Configuration for the model, should be a dictionary conforming to [ConfigDict][pydantic.config.ConfigDict].

classmethod normalize_provider_name(v: str) str[source]

Helper method for normalizing the names of providers to a consistent structure.

parameter_map: BaseAPIParameterMap
provider_name: str
records_per_page: int
request_delay: float
search_config_defaults() dict[str, Any][source]

Convenience Method for retrieving ProviderConfig fields as a dict. Useful for providing the missing information needed to create a SearchAPIConfig object for a provider when only the provider_name has been provided.

Returns:

A dictionary containing the URL, name, records_per_page, and request_delay

for the current provider.

Return type:

(dict)

structure(flatten: bool = False, show_value_attributes: bool = True) str[source]

Helper method that shows the current structure of the ProviderConfig.

classmethod validate_base_url(v: str) str[source]

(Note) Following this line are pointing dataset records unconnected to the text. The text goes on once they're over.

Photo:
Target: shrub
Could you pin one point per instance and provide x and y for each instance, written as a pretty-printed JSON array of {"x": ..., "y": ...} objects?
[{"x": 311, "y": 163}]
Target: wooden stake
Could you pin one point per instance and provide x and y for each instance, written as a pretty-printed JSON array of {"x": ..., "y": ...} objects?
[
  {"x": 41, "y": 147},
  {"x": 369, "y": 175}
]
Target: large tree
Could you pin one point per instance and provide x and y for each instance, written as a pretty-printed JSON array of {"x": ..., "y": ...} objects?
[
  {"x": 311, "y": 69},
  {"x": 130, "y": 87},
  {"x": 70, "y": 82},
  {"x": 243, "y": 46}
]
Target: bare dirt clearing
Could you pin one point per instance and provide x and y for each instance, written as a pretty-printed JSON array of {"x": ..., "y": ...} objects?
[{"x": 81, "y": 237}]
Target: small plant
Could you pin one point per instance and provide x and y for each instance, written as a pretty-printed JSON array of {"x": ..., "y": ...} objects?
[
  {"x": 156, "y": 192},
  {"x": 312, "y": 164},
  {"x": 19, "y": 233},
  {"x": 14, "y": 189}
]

Validates the current url and raises an APIParameterException if invalid.

classmethod validate_docs_url(v: str | None) str | None[source]

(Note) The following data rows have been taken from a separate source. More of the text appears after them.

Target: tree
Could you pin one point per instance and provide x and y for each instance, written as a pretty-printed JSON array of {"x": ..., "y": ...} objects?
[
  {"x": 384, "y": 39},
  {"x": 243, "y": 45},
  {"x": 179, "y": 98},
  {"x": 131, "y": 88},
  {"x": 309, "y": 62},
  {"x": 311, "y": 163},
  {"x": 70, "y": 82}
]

Validates the documentation url and raises an APIParameterException if invalid.

scholar_flux.api.models.provider_registry module

The scholar_flux.models.provider_registry module implements the ProviderRegistry class which extends a dictionary to map provider names to their scholar_flux ProviderConfig.

When scholar_flux uses a provider_name to create a SearchAPI or SearchCoordinator, the package-level provider_registry is instantiated and referenced to retrieve the necessary configuration for easier interaction and specification of APIs.

class scholar_flux.api.models.provider_registry.ProviderRegistry(dict=None, /, **kwargs)[source]

Bases: BaseProviderDict

The ProviderRegistry implementation allows the smooth and efficient retrieval of API parameter maps and default configuration settings to aid in the creation of a SearchAPI that is specific to the current API.

Note that the ProviderRegistry uses the ProviderConfig._normalize_name to ignore underscores and case-sensitivity.

- ProviderRegistry.from_defaults

Dynamically imports configurations stored within scholar_flux.api.providers, and fails gracefully if a provider’s module does not contain a ProviderConfig.

- ProviderRegistry.get

resolves a provider name to its ProviderConfig if it exists in the registry.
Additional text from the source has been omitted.